A singular command center, currently in Jacksonville, Fla., is staffed 24x7. “We did have to negotiate some 300 payer agreements to make sure that as there was regional variation or payer-to-payer variation, that there would be a methodology, maybe a bundle, or maybe this idea that we are going to offer this set of services where we ultimately experience less cost with the same outcomes that made it very attractive for a payer to reimburse.”

Mayo Clinic had to figure out staffing numbers — how many nurses and how many doctors — and what alerts and reminders needed immediate action. “These are things that our command center today is mastering in a highly scalable model, increasing our rollout to the point where from Jacksonville we are overseeing the Florida geography, the Wisconsin geography and this week, we're rolling out in the Arizona geography."

Speaking about the interoperability of remote patient monitoring solutions, Halamka said that unfortunately, many devices that are on the market today don't follow widely accepted standards. “You have the challenge of getting these high-velocity continuous signals from the home into a standard form and then transmitting them robustly into the social platform. Mayo Clinic is working with Medically Home, a Boston-based technology-enabled services company, as its implementation partner. He said Mayo seamlessly and bidirectionally integrated Epic with the platform for selected data elements, “so that there was not a lot of having to hunt in two different places and having to manually re-key information.”

What has been the result? “We have been able to see a very large number of patients and achieve the same outcomes, the same safety, same quality, reduce readmission rates, and have Net Promoter scores that are higher than anything that has actually been achieved in a bricks and mortar facility,” Halamka said. “Part of the reason, he suggested is because you're taking a look at the whole patient and the whole family and bringing them back to health.

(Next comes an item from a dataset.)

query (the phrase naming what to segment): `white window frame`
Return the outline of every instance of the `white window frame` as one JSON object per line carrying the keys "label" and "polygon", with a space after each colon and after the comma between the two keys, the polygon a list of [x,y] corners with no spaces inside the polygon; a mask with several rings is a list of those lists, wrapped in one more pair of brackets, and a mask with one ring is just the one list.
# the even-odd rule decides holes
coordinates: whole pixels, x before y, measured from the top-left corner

“About 30 percent of hospitalized patients, by our experience, will do just fine in a nontraditional setting,” Halamka said, “and they will do so with a great attention to social determinants of health, because as you enter the home, you have to immediately understand things such as their internet connection and the safety of the home and what is the capacity of a community to reach that home.”

He told a story of an 87-year-old patient with hyponatremia. “Typically, this would be a serious and complex illness you'd see in a bricks-and-mortar facility. We found that the 87-year-old husband was a cancer patient, not acutely ill but undergoing treatment," Halamka said. "We found that in order to bring that family back to health, we had to feed the entire family. We ensured the patient did well and the family was supported, and that resulted in a return to wellness sooner with less complications and greater satisfaction.”